Uzbekistan's $5 billion AI export plan gains momentum

Uzbekistan aims to export at least $5 billion in IT and AI services by 2030, building on rapid growth from under $1 million in 2017 to nearly $1 billion by 2026, with a focus on talent, data centers, and AI literacy.

Foto: Euronews Business

From outsourcing to AI services

Uzbekistan is targeting at least $5 billion in IT and artificial intelligence service exports by 2030, as it seeks to transform AI from a digital policy priority into a broader economic sector. According to Digital Technologies Minister Sherzod Shermatov, annual IT exports have grown from less than $1 million in 2017 to nearly $1 billion. The next phase will depend on skills, investment, and the ability to apply AI across businesses and public services.
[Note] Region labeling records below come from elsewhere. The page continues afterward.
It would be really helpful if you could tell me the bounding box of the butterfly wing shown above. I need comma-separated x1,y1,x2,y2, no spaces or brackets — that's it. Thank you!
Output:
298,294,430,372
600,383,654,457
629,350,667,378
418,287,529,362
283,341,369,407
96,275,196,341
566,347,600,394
The country has a young, connected population: 9.6 million people aged 14–30 at the start of 2025, and 89% internet penetration by end of 2025. Exports by IT Park participants reached $191.8 million in Q1 2026. Shermatov said Uzbekistan wants to attract companies seeking talent, multilingual teams, and delivery centers, and to help them expand into third markets.

Data centres and energy

Data centres are central to Uzbekistan’s AI plans as infrastructure for cloud services and digital exports. Shermatov linked this to energy policy: instead of exporting electricity as a raw resource, Uzbekistan wants to sell it “in the form of AI data centre services.” Investors in AI data centres can access incentives including cheaper electricity, IT Park residency, tax exemptions, and duty-free import of AI equipment.

Rajit Nanda, CEO of DataVolt, said demand for data centres is driven by “explosive adoption of AI,” but infrastructure alone is insufficient—capital, energy, and talent are all equally important.

Skills and government implementation

Uzbekistan launched its “5 Million AI Leaders” programme to spread AI literacy among students, teachers, and public officials, with over one million completions so far. The goal is not just to train engineers, but to enable workers across sectors to use AI tools. Vladimir Norov of the Central Asian Association for AI highlighted the need for basic understanding in education, healthcare, agriculture, and logistics.

Benedict Macon-Cooney of the Tony Blair Institute for Global Change said the main challenge is implementation—translating policy into delivery. Early gains may come from routine public administration areas like forms, compliance, tax, and fraud detection. Wider adoption depends on trust, with cybersecurity a key test for Uzbekistan’s AI plans.